Ella rolled her eyes. “Oh, please… Will you stop with the Carla Santini obsession for a few minutes?” She pursed her lips, looking at me as though she were wondering how honest she could really risk being. “The thing is…” she went on, slowly and carefully choosing her words.
“The thing is that I’m not your mother’s idea of a suitable companion for you.” Mrs Gerard wants Ella to hang out with other well-off, middle-class kids who will all go to the same good colleges and eventually have the same narcotic if perfect lives as their parents. She doesn’t want her only offspring running around with someone who has the soul and passion of a gipsy and lives in an old house without a microwave.

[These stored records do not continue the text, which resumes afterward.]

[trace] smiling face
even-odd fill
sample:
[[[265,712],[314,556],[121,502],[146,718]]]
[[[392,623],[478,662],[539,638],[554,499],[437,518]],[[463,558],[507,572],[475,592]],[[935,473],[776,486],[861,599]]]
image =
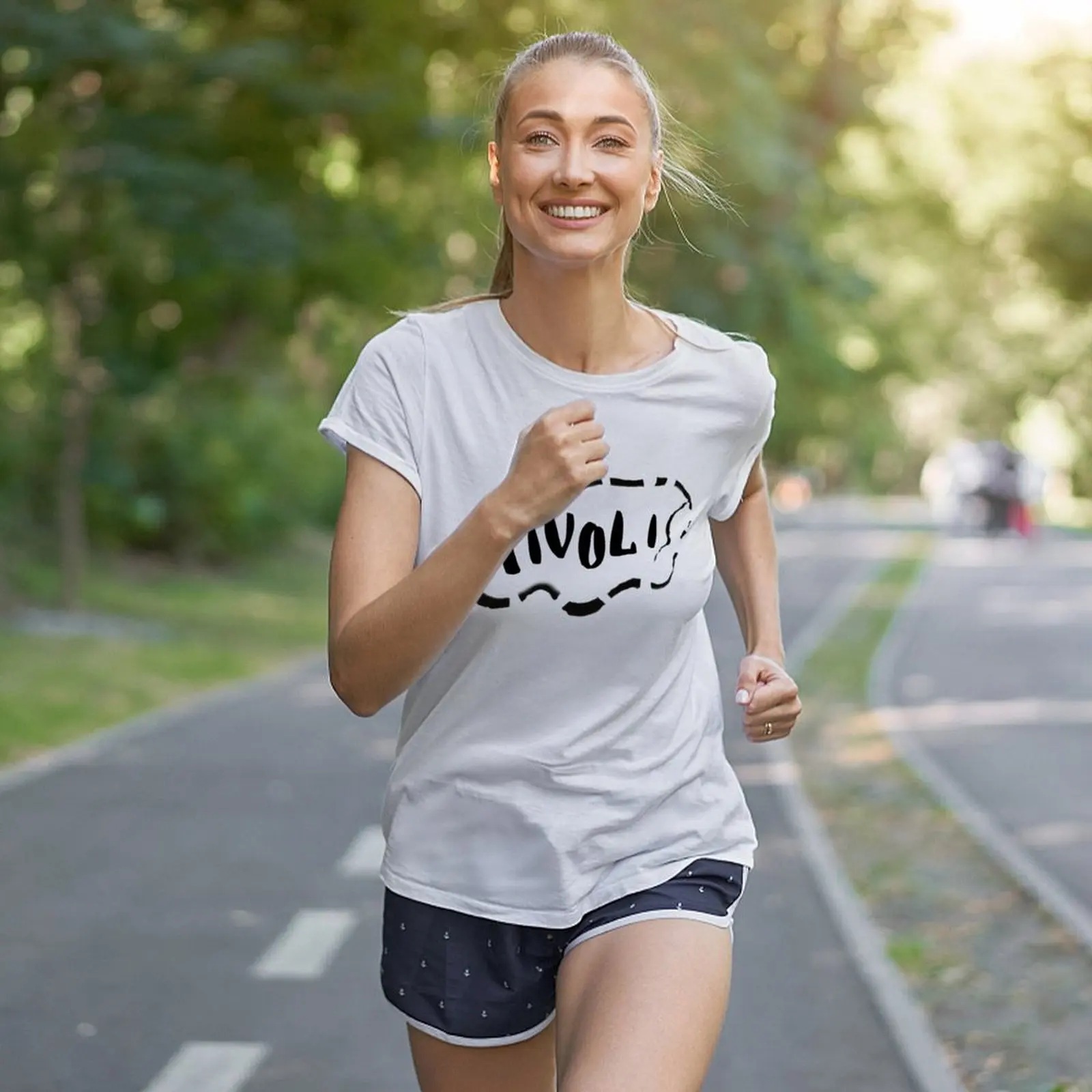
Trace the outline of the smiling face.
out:
[[[579,60],[513,88],[489,180],[512,237],[536,258],[586,264],[624,252],[660,194],[648,106],[617,69]]]

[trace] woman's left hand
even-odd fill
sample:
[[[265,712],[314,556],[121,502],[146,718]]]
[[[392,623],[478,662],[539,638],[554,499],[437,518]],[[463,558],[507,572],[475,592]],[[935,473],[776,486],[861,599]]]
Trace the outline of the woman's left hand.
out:
[[[753,653],[739,663],[736,704],[744,707],[744,732],[756,744],[783,739],[800,715],[799,690],[788,672]]]

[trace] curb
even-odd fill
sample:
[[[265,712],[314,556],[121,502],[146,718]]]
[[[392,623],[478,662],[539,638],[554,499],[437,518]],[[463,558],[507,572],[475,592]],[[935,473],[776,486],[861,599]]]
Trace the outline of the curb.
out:
[[[226,709],[236,701],[250,698],[277,682],[289,682],[297,676],[306,675],[323,663],[325,663],[324,652],[308,652],[262,675],[236,679],[234,682],[225,682],[197,695],[179,698],[128,721],[99,728],[91,735],[81,736],[51,750],[21,759],[11,765],[0,768],[0,794],[36,781],[63,767],[87,762],[110,747],[171,727],[190,716]]]
[[[799,672],[811,653],[854,605],[879,570],[870,562],[844,580],[809,619],[788,650],[788,664]],[[887,954],[883,934],[873,922],[864,901],[854,890],[800,781],[799,768],[788,739],[768,745],[784,763],[787,776],[775,778],[778,793],[796,835],[805,850],[819,892],[830,909],[846,950],[868,987],[910,1075],[921,1092],[966,1092],[956,1076],[943,1045],[925,1009],[906,986]]]
[[[952,812],[963,829],[1032,899],[1092,952],[1092,912],[1081,905],[1046,869],[1036,864],[1011,834],[975,804],[918,744],[913,732],[900,731],[894,723],[894,711],[899,708],[894,696],[895,664],[922,620],[925,583],[939,548],[940,541],[929,551],[917,579],[880,641],[868,674],[868,703],[878,715],[880,725],[899,756]]]

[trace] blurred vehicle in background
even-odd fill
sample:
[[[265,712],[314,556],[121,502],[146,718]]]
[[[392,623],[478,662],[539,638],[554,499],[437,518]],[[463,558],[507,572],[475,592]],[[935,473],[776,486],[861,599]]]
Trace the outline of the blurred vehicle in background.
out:
[[[1045,479],[1042,467],[1000,440],[958,440],[929,456],[921,488],[938,523],[1028,537]]]
[[[806,508],[822,489],[822,475],[817,470],[784,471],[774,482],[770,498],[779,512],[797,512]]]

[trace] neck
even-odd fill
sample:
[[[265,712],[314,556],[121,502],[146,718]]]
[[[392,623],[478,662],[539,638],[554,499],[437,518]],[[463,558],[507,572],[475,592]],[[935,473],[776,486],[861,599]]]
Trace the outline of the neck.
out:
[[[636,366],[642,354],[655,355],[655,320],[626,299],[621,251],[603,264],[574,269],[539,261],[519,245],[513,258],[514,288],[500,308],[539,356],[573,371],[607,373]]]

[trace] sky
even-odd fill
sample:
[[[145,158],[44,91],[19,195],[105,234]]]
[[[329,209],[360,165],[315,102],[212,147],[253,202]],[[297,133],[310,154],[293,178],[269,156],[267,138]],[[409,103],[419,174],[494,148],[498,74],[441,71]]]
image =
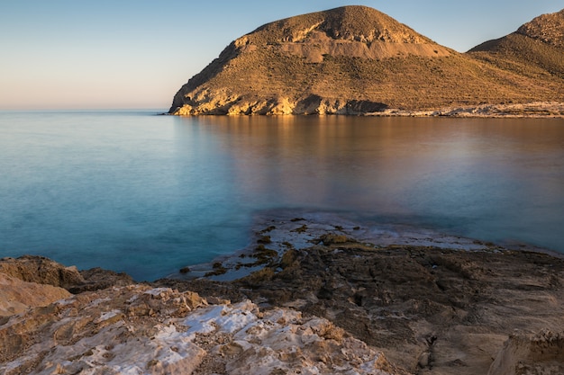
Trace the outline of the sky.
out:
[[[168,109],[233,40],[359,4],[464,52],[564,0],[0,0],[0,110]]]

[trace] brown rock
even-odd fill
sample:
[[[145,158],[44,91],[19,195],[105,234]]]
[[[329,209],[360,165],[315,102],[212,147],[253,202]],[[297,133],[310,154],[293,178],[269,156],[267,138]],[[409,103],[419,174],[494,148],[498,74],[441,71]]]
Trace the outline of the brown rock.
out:
[[[77,267],[66,267],[44,256],[0,259],[0,272],[28,282],[69,288],[85,282]]]

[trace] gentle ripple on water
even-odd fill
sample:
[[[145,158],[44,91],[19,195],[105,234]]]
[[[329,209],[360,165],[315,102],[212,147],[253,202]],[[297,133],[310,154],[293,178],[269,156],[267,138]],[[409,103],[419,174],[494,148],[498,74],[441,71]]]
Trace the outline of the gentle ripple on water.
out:
[[[557,119],[0,112],[0,256],[166,275],[275,208],[564,252]]]

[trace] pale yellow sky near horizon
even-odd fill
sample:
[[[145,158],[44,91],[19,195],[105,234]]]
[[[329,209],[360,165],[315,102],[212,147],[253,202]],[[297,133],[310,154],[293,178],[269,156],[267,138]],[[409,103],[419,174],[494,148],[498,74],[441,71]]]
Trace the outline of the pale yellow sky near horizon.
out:
[[[459,51],[564,8],[553,0],[3,2],[0,110],[168,109],[232,40],[268,22],[346,4],[378,9]]]

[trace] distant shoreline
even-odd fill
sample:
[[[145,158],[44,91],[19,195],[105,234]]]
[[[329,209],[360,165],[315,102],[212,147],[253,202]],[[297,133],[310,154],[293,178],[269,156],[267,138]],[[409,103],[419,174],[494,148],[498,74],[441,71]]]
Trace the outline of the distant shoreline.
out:
[[[564,103],[533,102],[529,103],[480,104],[431,111],[387,109],[368,116],[459,117],[459,118],[564,118]]]
[[[179,117],[198,116],[250,116],[245,114],[176,114],[163,115]],[[256,113],[251,116],[256,116]],[[452,118],[490,118],[490,119],[564,119],[564,103],[532,102],[528,103],[480,104],[475,106],[454,106],[435,110],[386,109],[374,112],[323,113],[323,114],[260,114],[259,116],[374,116],[374,117],[452,117]]]

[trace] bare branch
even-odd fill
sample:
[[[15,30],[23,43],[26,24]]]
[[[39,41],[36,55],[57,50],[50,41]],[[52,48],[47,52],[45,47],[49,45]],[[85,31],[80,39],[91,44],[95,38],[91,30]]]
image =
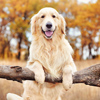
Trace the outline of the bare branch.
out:
[[[34,76],[34,73],[28,68],[0,65],[0,78],[22,82],[22,80],[35,80]],[[45,82],[62,82],[61,78],[52,80],[48,78],[47,74],[45,74],[45,77]],[[73,84],[75,83],[85,83],[86,85],[100,87],[100,64],[77,71],[73,75]]]

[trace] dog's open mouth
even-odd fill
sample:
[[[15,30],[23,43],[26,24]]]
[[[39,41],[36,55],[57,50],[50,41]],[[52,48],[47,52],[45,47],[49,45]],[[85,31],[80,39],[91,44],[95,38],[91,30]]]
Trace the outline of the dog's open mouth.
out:
[[[45,34],[46,38],[48,39],[51,39],[54,33],[54,31],[51,31],[51,30],[43,31],[43,29],[42,29],[42,32]]]

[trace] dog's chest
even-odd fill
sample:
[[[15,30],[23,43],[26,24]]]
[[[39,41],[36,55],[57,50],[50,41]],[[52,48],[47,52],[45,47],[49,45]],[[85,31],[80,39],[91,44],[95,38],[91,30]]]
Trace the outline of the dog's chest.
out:
[[[40,50],[38,49],[34,52],[33,57],[40,61],[43,67],[55,77],[67,62],[66,49],[62,46],[53,48],[41,47]]]

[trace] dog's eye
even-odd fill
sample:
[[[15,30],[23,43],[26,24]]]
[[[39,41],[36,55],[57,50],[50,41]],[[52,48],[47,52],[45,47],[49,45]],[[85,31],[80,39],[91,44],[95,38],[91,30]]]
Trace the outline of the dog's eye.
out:
[[[44,17],[45,17],[44,15],[41,16],[41,18],[44,18]]]
[[[52,15],[52,17],[53,17],[53,18],[56,18],[56,16],[55,16],[55,15]]]

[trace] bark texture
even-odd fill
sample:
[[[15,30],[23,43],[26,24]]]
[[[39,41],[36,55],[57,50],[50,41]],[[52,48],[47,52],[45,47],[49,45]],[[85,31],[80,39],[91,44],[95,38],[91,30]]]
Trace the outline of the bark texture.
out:
[[[28,68],[20,66],[0,65],[0,78],[22,82],[22,80],[34,80],[35,74]],[[45,82],[62,82],[62,79],[55,78],[54,80],[48,78],[45,73]],[[85,83],[86,85],[100,87],[100,64],[87,67],[83,70],[77,71],[73,75],[73,84]]]

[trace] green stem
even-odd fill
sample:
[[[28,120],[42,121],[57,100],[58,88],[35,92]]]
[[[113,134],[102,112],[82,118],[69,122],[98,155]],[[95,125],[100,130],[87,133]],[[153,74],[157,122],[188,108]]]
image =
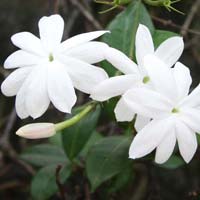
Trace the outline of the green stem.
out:
[[[95,106],[96,106],[96,104],[94,104],[94,103],[89,104],[87,107],[85,107],[85,109],[83,109],[80,113],[78,113],[77,115],[75,115],[71,119],[68,119],[66,121],[60,122],[58,124],[55,124],[56,131],[61,131],[61,130],[65,129],[65,128],[67,128],[67,127],[70,127],[70,126],[76,124],[83,117],[85,117]]]

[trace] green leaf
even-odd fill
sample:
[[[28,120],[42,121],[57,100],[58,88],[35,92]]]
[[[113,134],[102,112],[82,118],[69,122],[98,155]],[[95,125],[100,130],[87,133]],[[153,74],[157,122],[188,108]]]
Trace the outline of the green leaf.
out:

“Actually,” said Ella, her eyes on the thick white carpet, “it’s more your mother than you that my mother doesn’t think is suitable.”
I gazed at her incredulously.
“My mother ?” Thinking my mother isn’t suitable is like thinking Santa Claus is a highwayman. My mother is eminently suitable – in an ordinary way. “Not suitable for what?”
Ella squirmed uncomfortably. “It’s not big things…” she mumbled, still studying the two-inch pile. “I mean, remember when they met at Parents’ Night?”
I nodded my head very slowly. My mother hadn’t really said anything about it, just that she’d met the Gerards.
“Yeah…”
Ella squirmed some more. “Well, apparently your mother was wearing filthy old overalls and she had chopsticks in her hair.”
“My mother often has chopsticks in her hair,” I answered a little shortly. Because she can never find a hair clip. “And if she was in her work clothes it was because she didn’t have time to change.”
“You don’t have to get defensive with me,” said Ella. “I’m just telling you what my mother said.”
“But it’s ridiculous. What difference does it make what she had in her hair?”
“ I know it doesn’t matter,” said Ella. “But my parents pay attention to stuff like that. They’re old-fashioned.”